Elasticsearch How to Use Runtime Fields in Elasticsearch

Average Read Time

5 Mins

Elasticsearch How to Use Runtime Fields in Elasticsearch

Opster Expert Team - Gustavo

Sep-2021

Average Read Time

5 Mins

Opster Team

October 2021

Average Read Time

5 Mins


In addition to reading this guide, we recommend you run the Elasticsearch Health Check-Up. It will detect issues and improve your Elasticsearch performance by analyzing your shard sizes, threadpools, memory, snapshots, disk watermarks and more.

The Elasticsearch Check-Up is free and requires no installation.

To evaluate your use of runtime fields in Elasticsearch, we recommend you run the Elasticsearch Configuration Check-Up. The Check-Up will also help you optimize other important settings and processes in Elasticsearch to improve performance and ensure high availability for your crucial data.

Overview

Elasticsearch 7.12 released a new feature called runtime fields. A runtime field is a field evaluated at query time instead of indexing time, which allows us to modify our schema at the query stage. Below we’ll review query and index phases, and how, when and why you should (or shouldn’t) use runtime fields.

Index time vs query time

When we talk about index time we refer to the actions before running our queries, for example ingesting documents or setting up mappings. Query time is, understandably, when we run the queries themselves. 
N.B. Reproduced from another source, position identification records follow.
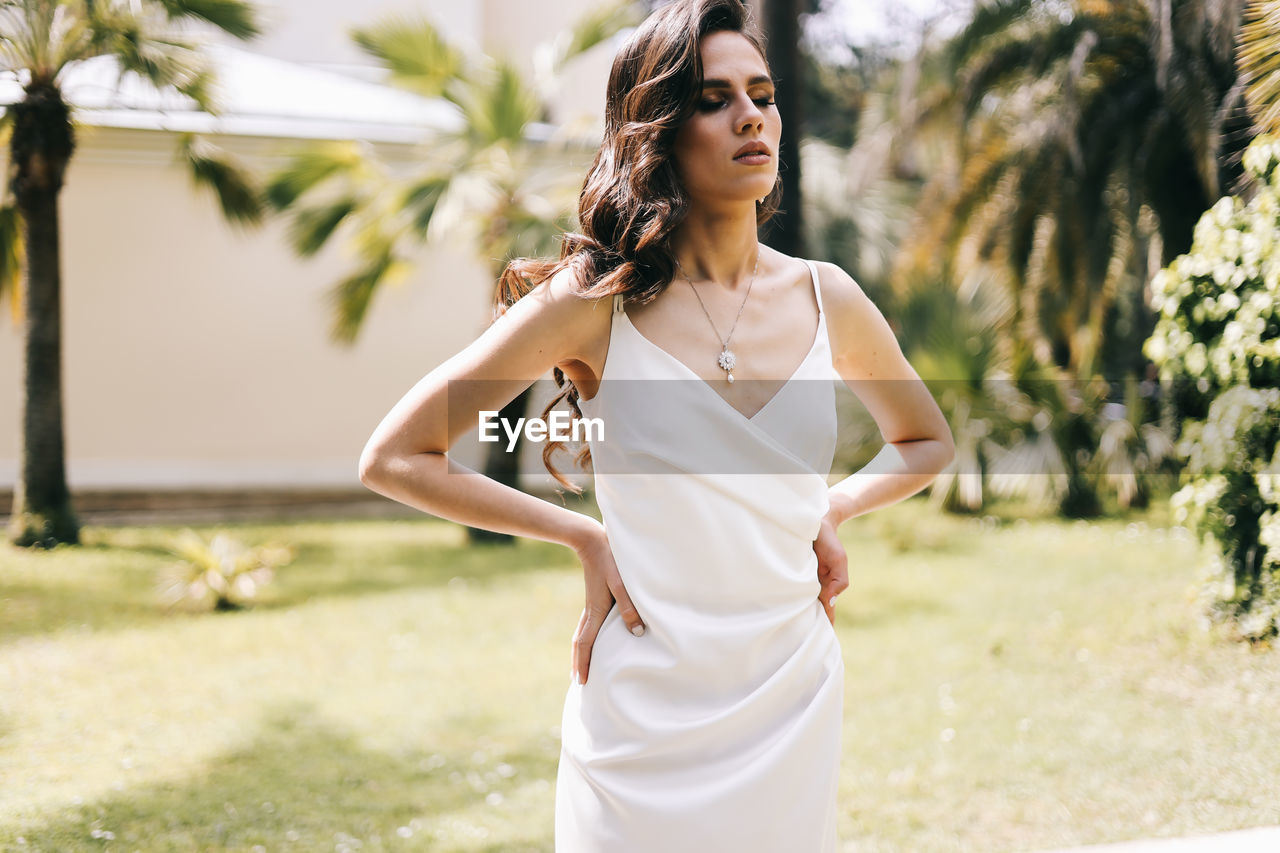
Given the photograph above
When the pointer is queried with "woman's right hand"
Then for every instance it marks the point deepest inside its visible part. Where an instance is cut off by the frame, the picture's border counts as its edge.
(603, 587)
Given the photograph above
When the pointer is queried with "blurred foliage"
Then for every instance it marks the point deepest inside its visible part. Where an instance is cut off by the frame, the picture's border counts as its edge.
(1086, 137)
(502, 181)
(1260, 62)
(222, 573)
(1219, 334)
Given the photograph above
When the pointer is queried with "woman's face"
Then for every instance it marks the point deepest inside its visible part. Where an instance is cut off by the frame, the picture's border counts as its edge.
(735, 110)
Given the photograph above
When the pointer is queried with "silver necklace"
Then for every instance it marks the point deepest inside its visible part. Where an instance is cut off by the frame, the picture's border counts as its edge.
(726, 360)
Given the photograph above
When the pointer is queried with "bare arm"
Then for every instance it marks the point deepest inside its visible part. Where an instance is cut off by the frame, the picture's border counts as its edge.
(918, 442)
(406, 457)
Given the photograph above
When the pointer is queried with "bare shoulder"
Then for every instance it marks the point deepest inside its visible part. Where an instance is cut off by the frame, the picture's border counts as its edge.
(557, 320)
(863, 345)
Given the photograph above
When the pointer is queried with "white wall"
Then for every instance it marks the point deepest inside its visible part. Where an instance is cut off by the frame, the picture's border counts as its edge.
(199, 355)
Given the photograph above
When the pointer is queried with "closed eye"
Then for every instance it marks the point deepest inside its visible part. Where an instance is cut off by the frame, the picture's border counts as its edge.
(709, 106)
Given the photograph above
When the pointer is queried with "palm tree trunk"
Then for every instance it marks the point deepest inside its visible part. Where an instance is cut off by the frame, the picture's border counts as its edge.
(40, 149)
(782, 26)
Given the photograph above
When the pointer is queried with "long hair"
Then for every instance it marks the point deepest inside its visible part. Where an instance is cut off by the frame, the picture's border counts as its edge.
(632, 199)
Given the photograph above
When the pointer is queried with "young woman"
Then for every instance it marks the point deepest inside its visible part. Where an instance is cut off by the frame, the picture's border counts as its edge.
(705, 706)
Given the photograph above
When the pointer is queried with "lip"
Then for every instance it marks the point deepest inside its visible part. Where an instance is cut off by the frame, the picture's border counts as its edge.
(758, 151)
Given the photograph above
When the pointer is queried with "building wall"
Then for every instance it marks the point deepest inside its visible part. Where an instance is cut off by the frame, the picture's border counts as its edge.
(196, 354)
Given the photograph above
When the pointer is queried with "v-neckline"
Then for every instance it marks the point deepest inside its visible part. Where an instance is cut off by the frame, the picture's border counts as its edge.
(750, 419)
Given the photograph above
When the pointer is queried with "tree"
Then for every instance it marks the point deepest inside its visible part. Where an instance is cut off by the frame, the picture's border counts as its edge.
(786, 62)
(39, 41)
(498, 182)
(1258, 60)
(1086, 133)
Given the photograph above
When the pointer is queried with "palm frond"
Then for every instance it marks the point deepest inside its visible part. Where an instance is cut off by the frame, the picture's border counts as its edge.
(598, 26)
(423, 197)
(236, 188)
(1258, 60)
(312, 227)
(312, 167)
(415, 53)
(164, 59)
(233, 17)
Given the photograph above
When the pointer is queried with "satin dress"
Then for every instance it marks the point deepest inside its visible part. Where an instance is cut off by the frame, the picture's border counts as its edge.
(721, 728)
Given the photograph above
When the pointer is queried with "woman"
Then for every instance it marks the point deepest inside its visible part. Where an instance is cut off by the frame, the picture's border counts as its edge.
(705, 707)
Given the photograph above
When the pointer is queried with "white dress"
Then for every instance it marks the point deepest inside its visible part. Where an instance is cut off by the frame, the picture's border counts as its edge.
(720, 729)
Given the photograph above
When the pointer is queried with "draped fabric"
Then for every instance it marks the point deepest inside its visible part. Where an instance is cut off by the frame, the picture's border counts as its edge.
(720, 728)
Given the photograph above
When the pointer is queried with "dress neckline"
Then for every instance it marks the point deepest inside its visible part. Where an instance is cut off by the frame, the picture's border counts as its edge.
(691, 374)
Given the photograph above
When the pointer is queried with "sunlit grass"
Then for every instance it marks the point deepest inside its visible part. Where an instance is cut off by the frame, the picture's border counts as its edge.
(1010, 685)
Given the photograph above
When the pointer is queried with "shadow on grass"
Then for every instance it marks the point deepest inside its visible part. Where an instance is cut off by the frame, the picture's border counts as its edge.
(302, 784)
(113, 580)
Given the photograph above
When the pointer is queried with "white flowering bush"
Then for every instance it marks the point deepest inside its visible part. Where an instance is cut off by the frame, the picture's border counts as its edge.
(1217, 336)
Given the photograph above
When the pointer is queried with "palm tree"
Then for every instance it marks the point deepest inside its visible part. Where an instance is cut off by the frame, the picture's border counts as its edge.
(1089, 137)
(1260, 62)
(782, 27)
(503, 182)
(39, 41)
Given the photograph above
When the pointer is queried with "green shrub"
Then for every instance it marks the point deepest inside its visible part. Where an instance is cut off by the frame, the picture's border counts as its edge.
(1217, 341)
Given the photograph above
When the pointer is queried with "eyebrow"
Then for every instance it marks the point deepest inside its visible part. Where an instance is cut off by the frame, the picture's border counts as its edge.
(725, 83)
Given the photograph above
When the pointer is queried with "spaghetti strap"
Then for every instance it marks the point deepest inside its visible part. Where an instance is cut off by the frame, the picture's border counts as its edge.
(817, 290)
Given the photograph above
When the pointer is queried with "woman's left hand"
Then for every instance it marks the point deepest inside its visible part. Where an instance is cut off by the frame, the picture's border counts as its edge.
(832, 566)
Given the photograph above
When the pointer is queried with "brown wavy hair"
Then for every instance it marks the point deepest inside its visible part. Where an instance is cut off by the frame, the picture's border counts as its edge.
(632, 199)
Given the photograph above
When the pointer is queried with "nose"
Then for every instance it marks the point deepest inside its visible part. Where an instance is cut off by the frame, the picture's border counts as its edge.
(752, 117)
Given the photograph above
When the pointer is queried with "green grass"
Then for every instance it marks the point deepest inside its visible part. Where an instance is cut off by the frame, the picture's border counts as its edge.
(1011, 684)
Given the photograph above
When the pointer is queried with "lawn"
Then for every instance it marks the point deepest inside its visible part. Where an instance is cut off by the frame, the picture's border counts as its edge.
(1011, 684)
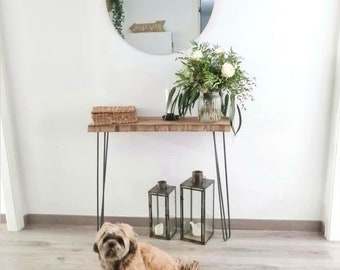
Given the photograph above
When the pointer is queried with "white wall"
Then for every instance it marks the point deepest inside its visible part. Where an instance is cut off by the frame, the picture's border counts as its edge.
(63, 57)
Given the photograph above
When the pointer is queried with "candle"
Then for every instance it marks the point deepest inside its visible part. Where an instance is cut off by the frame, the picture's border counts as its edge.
(159, 228)
(196, 228)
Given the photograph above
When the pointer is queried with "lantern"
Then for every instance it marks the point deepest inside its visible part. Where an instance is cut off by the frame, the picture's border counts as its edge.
(162, 211)
(197, 208)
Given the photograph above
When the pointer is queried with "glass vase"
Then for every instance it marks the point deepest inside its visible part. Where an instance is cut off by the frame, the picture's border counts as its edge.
(209, 107)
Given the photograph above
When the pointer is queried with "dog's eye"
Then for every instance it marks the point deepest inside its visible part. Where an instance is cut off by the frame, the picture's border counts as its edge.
(107, 238)
(120, 241)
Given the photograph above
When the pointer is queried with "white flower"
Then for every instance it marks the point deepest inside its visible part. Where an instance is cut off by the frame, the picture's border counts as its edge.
(197, 54)
(227, 70)
(220, 50)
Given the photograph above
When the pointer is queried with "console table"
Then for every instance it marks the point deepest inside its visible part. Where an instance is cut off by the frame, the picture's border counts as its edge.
(157, 124)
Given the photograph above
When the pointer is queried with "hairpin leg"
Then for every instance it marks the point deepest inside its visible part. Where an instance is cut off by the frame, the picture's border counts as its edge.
(226, 230)
(100, 218)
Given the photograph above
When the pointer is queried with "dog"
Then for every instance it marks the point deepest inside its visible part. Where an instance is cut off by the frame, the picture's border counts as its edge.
(118, 249)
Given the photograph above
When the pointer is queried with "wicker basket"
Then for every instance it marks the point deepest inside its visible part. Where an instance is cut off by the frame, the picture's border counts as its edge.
(107, 115)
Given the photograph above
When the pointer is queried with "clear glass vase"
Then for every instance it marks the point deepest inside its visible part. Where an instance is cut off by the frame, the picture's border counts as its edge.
(209, 107)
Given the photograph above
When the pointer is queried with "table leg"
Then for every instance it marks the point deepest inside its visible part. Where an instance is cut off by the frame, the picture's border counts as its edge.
(226, 230)
(100, 217)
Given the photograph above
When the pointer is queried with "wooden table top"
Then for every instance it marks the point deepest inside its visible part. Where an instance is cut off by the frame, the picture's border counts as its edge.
(157, 124)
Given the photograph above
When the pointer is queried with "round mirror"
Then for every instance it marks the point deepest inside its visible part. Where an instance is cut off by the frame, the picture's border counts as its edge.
(160, 26)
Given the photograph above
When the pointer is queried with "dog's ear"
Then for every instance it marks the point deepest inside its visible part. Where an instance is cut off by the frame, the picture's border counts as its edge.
(95, 248)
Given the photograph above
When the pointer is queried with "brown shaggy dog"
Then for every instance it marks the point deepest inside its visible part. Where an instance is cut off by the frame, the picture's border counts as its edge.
(119, 249)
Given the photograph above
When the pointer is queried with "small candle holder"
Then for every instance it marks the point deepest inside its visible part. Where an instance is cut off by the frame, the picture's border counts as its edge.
(197, 208)
(162, 211)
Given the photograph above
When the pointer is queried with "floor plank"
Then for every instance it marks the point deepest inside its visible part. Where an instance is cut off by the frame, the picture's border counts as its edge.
(70, 247)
Index time is affected by the size of data to be indexed (the more fields we index, the bigger the document size), as well as CPU usage (the higher the CPU usage at that time, the slower the indexing will be). We can cut down indexing time by using runtime fields to conserve CPU usage, however this would result in slower query times as the retrieval of the data would require additional processing.   

When should we calculate fields?

The rule of thumb is to “do as much processing as possible on index time” or index the calculations as computed fields. This way we reduce the load at query time, resulting in potentially faster queries.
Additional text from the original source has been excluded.